東京市場まとめ
1.概況
本日の日経平均は大幅反発となりました。日経平均は170円高の25,918円で寄り付くと大きく上げ幅を広げ11時過ぎに681円高の26,430円まで上昇すると673円高の26,421円で前場を終えました。708円高の26,456円でスタートした後場の日経平均は直後に731円高の26,479円まで上昇し高値を付けた後やや上げ幅を縮めたものの高値圏で推移すると結局678円高の26,427円で取引を終えています。こうしたなか新興株も高く東証マザーズ指数が4.5%高となっています。
2.個別銘柄等
ソフトバンクグループ(9984)が12.2%高となりました。2022年3月期は大幅な最終赤字となりましたが、業績の悪化はある程度織り込まれていたことで悪材料出尽くしとなったことや、手元の現預金が3月末時点で2兆9000億円あり目先の資金繰りに心配がないことが確認されたことで買いを集めました。また、東京エレクトロン(8035)も5.5%高となりました。半導体メーカーが最先端の演算用ロジック半導体から旧世代の汎用品まで旺盛な投資を続けていることから2023年3月期の営業利益が前期比で19.5%増となり前期に続いて最高益を更新する見通しで市場予想も上回ったことで大幅高となり、ソフトバンクグループと東京エレクトロンの2銘柄で日経平均を220円押し上げています。

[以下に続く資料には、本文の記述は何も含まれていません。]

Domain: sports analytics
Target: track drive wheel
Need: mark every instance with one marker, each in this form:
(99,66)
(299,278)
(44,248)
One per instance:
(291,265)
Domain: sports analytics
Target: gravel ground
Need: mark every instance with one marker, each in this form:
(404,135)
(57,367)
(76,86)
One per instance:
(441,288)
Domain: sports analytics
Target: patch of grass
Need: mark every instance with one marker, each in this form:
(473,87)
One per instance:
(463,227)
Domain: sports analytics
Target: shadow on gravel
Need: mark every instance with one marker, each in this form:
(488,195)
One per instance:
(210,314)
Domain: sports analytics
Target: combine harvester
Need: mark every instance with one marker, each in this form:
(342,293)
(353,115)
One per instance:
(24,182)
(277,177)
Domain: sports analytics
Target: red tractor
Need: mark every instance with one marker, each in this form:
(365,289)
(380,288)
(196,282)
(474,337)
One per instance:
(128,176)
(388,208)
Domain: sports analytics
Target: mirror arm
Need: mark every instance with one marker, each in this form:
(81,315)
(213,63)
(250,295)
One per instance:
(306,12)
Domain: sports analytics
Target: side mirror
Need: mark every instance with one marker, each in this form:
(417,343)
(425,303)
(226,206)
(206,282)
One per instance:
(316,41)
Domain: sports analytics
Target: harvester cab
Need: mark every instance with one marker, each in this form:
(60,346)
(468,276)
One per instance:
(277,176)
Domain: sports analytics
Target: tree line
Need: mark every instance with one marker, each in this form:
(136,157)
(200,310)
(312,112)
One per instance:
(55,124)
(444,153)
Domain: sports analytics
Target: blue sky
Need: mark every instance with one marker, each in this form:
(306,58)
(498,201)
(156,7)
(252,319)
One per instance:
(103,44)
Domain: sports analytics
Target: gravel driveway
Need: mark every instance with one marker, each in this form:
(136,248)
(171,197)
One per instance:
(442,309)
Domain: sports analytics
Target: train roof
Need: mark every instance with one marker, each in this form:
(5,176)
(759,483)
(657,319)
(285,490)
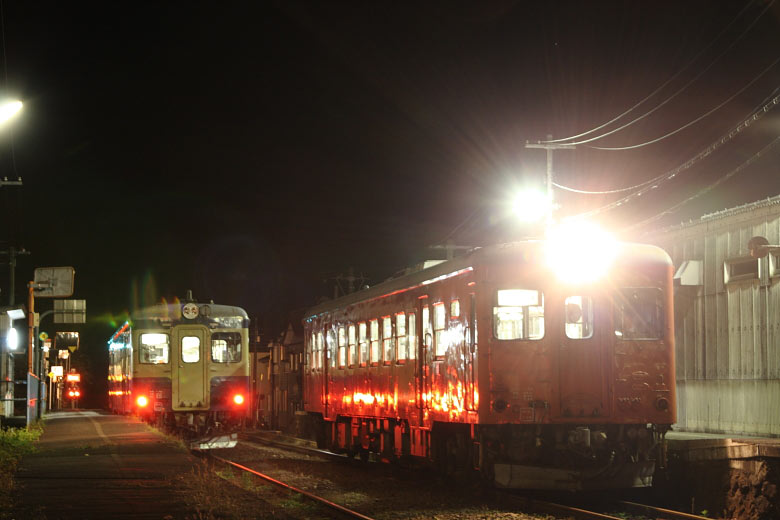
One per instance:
(173,311)
(628,251)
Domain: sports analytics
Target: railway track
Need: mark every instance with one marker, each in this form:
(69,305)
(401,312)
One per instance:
(345,511)
(622,508)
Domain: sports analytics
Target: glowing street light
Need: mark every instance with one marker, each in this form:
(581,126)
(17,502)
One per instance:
(9,109)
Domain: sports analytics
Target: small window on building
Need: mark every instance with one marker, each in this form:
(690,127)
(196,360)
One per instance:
(363,343)
(387,339)
(352,346)
(375,352)
(226,347)
(439,329)
(519,314)
(639,313)
(190,349)
(154,348)
(401,339)
(342,347)
(579,317)
(740,269)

楽天グループ(4755)も7.2%高となりました。傘下の楽天モバイルがこれまで月間のデータ使用量が1ギガバイト未満であれば利用料を無料としていたプランを終了し、3ギガバイトまでの月額利用料を980円とする新たな携帯料金プランを発表したことで収益の改善を期待した買いが入りました。さらにレオパレス21(8848)が債務超過を当初見込みより1年前倒しで解消する見通しと伝わったことで一時14.8%高となっています。

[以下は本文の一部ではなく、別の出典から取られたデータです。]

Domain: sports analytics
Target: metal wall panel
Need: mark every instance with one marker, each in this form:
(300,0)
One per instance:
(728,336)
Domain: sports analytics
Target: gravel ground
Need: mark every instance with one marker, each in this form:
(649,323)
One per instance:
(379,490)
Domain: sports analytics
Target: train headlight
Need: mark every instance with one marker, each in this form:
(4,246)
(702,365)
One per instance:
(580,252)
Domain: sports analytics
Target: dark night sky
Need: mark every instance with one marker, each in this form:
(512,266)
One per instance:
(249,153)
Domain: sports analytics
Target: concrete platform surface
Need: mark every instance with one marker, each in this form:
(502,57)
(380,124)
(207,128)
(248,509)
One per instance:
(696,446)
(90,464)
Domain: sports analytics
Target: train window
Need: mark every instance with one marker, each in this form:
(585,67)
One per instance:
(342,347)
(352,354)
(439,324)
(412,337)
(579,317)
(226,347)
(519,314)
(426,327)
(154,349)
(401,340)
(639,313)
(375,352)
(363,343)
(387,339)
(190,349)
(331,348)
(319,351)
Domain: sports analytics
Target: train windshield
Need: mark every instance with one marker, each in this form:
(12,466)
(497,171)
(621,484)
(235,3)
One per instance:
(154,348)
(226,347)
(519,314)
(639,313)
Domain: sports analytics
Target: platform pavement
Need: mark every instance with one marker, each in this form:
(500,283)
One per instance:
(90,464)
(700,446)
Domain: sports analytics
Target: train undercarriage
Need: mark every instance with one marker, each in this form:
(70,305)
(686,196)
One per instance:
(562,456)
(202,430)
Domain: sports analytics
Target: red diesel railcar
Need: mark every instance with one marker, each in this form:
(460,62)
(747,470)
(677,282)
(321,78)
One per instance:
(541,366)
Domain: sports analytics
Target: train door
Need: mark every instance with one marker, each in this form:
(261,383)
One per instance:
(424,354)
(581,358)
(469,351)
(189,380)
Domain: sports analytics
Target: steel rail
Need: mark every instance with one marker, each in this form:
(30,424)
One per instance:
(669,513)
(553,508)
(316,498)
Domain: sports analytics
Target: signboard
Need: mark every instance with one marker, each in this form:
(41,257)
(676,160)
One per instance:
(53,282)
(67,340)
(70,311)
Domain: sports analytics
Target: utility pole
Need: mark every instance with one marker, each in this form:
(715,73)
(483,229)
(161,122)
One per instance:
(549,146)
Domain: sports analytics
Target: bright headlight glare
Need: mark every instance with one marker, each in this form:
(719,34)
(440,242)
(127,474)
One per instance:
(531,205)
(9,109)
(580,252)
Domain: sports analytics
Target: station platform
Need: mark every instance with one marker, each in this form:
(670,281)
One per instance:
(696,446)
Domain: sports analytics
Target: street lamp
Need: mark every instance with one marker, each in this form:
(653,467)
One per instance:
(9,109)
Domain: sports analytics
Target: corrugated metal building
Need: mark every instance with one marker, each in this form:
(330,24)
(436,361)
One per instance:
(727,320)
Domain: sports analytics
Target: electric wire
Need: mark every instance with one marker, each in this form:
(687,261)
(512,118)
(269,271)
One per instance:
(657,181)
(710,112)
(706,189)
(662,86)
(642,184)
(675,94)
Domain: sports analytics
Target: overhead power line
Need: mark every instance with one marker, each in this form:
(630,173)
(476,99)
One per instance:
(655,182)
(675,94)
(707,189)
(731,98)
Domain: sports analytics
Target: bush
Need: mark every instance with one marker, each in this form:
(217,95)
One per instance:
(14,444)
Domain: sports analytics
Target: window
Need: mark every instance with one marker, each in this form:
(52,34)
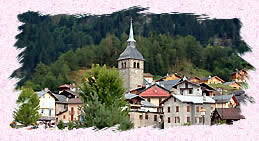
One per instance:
(200,119)
(188,108)
(177,119)
(160,99)
(188,119)
(177,108)
(146,117)
(155,117)
(181,92)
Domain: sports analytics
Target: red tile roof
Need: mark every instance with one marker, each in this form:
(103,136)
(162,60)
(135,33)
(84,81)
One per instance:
(155,91)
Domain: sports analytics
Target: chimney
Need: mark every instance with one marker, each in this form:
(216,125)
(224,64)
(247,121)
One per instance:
(204,97)
(46,89)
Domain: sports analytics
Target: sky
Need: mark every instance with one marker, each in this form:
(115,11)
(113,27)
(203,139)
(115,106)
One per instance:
(246,11)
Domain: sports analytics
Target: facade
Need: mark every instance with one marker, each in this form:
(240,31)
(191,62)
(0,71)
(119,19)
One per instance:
(212,80)
(47,105)
(239,76)
(131,64)
(155,94)
(182,109)
(227,114)
(233,84)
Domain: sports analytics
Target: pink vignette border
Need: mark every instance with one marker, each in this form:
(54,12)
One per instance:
(246,11)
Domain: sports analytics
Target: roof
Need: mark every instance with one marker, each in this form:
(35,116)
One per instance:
(74,101)
(229,113)
(130,96)
(148,75)
(131,52)
(42,92)
(169,83)
(191,99)
(155,91)
(223,98)
(61,98)
(147,104)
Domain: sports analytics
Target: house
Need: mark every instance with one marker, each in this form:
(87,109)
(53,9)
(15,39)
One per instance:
(142,113)
(233,84)
(170,77)
(148,77)
(195,79)
(227,114)
(207,90)
(68,106)
(181,109)
(155,94)
(47,106)
(239,76)
(225,101)
(212,80)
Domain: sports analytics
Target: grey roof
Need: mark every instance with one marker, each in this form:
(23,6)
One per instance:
(169,83)
(227,83)
(147,104)
(61,98)
(131,52)
(41,93)
(130,96)
(194,99)
(222,98)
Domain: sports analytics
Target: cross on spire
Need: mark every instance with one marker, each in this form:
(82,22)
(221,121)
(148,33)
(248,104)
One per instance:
(131,37)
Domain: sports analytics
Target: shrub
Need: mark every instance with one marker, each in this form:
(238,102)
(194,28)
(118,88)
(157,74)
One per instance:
(61,125)
(70,125)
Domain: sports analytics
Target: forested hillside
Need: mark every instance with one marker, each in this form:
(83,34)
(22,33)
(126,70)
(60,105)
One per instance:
(56,45)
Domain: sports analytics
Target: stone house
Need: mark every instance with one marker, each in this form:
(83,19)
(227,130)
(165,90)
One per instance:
(181,109)
(155,94)
(47,105)
(212,80)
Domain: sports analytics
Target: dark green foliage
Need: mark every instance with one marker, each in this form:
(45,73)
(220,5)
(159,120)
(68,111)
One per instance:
(103,95)
(45,38)
(28,103)
(70,125)
(61,125)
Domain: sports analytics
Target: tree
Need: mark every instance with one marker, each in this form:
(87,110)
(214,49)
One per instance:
(104,101)
(28,103)
(61,125)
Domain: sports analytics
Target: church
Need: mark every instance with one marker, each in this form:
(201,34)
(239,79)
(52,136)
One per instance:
(131,64)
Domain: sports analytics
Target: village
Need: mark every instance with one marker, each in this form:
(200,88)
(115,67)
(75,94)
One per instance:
(173,100)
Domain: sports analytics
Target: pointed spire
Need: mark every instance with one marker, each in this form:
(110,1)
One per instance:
(131,37)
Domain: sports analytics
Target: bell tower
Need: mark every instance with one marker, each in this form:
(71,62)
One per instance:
(131,64)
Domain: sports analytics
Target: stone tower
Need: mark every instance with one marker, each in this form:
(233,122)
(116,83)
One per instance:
(131,64)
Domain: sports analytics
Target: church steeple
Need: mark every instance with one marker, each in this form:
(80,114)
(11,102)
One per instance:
(131,36)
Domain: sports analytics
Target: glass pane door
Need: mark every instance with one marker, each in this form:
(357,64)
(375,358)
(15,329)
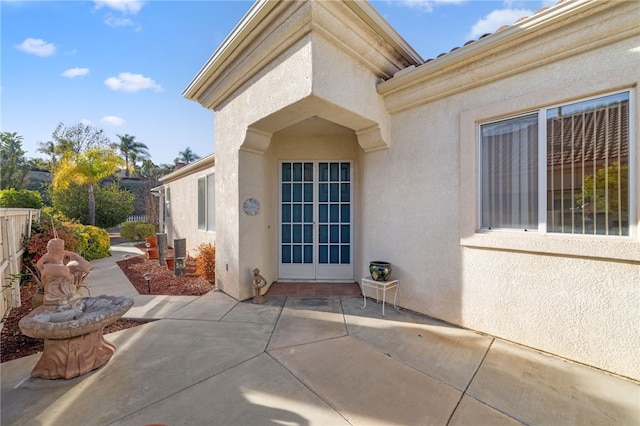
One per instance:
(315,221)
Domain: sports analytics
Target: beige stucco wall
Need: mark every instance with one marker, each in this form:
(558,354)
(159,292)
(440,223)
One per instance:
(251,134)
(413,144)
(577,297)
(183,210)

一方で2023年3月期の営業利益が前期比で減益となる見通しとなったKADOKAWA(9468)やセコム(9735)が安く、KADOKAWAが16.3%安、セコムも11.2%安となりました。カシオ計算機(6952)は2023年3月期の営業利益が前期比で22.7%増となる見通しとなりましたが、市場予想を大きく下回ったことで13.8%安となり年初来安値を更新しています。
VIEW POINT: 明日への視点
本日の日経平均は678円高となりました。昨日の米国市場は小幅に高安まちまちとなりましたが、11日の小幅な上昇を挟んで昨日までの4日間で1,200円以上も下げていたことから自律反発狙いの買いが入り大幅高となりました。節目の26,000円を超えて上げ幅を広げたことで下値への警戒感は一旦後退しそうで、こうしたなかで週明け以降も買いが続いた場合には節目の26,500円や一目均衡表の雲の下限(26,510円)を超えてさらに水準を切り上げることができるかがポイントとなりそうです。

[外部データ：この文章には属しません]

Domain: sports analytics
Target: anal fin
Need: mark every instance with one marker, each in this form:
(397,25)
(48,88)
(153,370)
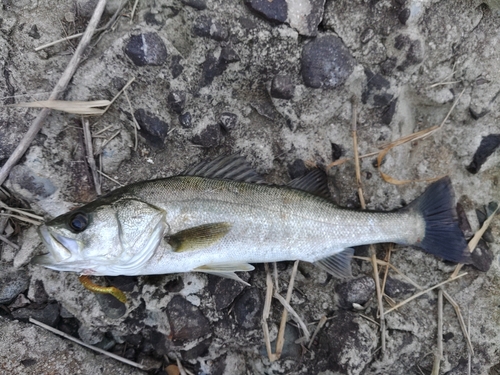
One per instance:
(226,270)
(338,265)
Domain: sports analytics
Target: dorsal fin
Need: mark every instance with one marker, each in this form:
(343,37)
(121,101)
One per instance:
(232,167)
(314,182)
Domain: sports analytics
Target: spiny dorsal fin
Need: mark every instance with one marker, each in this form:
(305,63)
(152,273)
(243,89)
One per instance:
(338,265)
(232,167)
(198,237)
(226,270)
(314,182)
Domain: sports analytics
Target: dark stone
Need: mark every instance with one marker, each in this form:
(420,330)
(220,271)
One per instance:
(367,35)
(282,87)
(336,151)
(463,222)
(175,66)
(200,350)
(482,256)
(212,67)
(351,349)
(40,296)
(152,128)
(297,169)
(34,32)
(404,15)
(326,62)
(186,120)
(176,100)
(355,291)
(211,136)
(26,178)
(205,26)
(275,11)
(146,49)
(124,283)
(388,112)
(248,309)
(197,4)
(224,291)
(228,120)
(228,55)
(175,285)
(487,146)
(49,314)
(12,283)
(110,306)
(395,288)
(186,321)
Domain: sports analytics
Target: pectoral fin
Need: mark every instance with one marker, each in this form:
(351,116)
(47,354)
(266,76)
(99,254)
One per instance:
(198,237)
(338,265)
(226,270)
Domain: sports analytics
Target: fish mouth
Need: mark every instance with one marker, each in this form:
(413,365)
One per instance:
(60,248)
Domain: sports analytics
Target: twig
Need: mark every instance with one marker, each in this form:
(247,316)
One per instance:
(475,239)
(59,88)
(281,333)
(265,313)
(424,292)
(90,154)
(99,350)
(465,331)
(294,314)
(438,356)
(320,325)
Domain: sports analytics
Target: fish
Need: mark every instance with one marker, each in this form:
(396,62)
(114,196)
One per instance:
(220,217)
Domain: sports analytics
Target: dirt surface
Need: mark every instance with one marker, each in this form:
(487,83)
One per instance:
(274,82)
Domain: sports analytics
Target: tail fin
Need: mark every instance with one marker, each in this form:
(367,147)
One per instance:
(443,237)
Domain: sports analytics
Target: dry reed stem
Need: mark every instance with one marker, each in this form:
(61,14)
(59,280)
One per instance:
(320,325)
(438,356)
(99,350)
(87,136)
(475,239)
(424,292)
(465,331)
(281,333)
(265,313)
(59,88)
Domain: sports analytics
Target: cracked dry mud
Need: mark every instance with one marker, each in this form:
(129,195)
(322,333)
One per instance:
(274,82)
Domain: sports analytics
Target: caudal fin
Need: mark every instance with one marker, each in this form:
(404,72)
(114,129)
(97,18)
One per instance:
(443,237)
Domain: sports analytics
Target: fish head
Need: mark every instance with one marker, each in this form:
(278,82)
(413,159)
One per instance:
(103,238)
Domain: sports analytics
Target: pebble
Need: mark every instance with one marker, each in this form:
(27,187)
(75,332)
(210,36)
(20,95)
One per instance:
(352,348)
(48,314)
(326,62)
(224,291)
(357,291)
(228,121)
(186,321)
(274,11)
(487,147)
(146,49)
(197,4)
(110,306)
(186,120)
(297,169)
(211,136)
(12,283)
(176,100)
(153,129)
(248,309)
(282,87)
(205,26)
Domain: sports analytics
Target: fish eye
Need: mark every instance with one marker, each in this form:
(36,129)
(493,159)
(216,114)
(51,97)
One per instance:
(78,222)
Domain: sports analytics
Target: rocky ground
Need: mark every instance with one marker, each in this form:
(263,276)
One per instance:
(274,81)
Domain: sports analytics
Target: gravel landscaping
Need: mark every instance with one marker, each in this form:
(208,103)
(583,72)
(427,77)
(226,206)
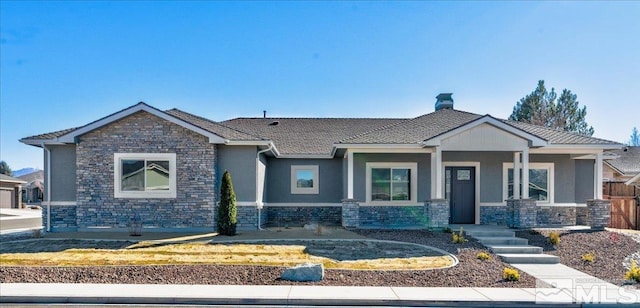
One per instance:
(470,272)
(612,251)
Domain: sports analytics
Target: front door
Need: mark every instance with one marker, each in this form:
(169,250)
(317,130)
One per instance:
(460,189)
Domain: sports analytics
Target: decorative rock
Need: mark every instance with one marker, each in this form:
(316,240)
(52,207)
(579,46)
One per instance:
(304,272)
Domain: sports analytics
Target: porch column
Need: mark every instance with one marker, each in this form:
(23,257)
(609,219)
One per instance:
(436,174)
(516,175)
(525,173)
(597,186)
(349,174)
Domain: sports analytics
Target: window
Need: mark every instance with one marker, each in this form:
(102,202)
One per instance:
(304,179)
(143,175)
(540,181)
(392,182)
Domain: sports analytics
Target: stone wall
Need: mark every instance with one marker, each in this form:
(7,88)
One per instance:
(142,132)
(556,216)
(493,215)
(393,217)
(298,216)
(63,218)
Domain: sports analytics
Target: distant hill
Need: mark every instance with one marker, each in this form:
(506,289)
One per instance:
(23,171)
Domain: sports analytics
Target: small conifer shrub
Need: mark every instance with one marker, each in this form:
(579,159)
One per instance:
(227,211)
(510,274)
(633,273)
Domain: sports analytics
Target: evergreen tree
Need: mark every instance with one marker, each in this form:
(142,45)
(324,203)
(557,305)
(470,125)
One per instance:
(4,168)
(227,210)
(545,108)
(635,138)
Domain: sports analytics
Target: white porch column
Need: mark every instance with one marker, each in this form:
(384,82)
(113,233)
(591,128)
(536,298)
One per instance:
(597,185)
(525,174)
(436,171)
(516,175)
(349,174)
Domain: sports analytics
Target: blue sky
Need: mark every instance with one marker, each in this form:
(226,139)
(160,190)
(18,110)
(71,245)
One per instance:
(65,64)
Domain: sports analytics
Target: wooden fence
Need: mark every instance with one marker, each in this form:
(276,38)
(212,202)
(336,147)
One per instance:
(625,211)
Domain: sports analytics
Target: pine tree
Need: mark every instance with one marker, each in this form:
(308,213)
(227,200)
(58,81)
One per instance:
(4,168)
(634,140)
(227,211)
(545,108)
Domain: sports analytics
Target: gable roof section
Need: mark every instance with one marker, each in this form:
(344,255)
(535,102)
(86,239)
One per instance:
(216,132)
(627,162)
(307,136)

なお、決算発表が続いていますが本日も引け後には三越伊勢丹ホールディングス(3099)やホンダ(7267)、日本郵政3社、三井住友フィナンシャルグループ(8316)、みずほフィナンシャルグループ(8411)、KDDI(9433)などが決算を発表する予定です。また、日本時間の21時30分には4月の米輸出入物価指数が発表されるほか、23時には5月の米ミシガン大学消費者態度指数速報値が発表される予定です。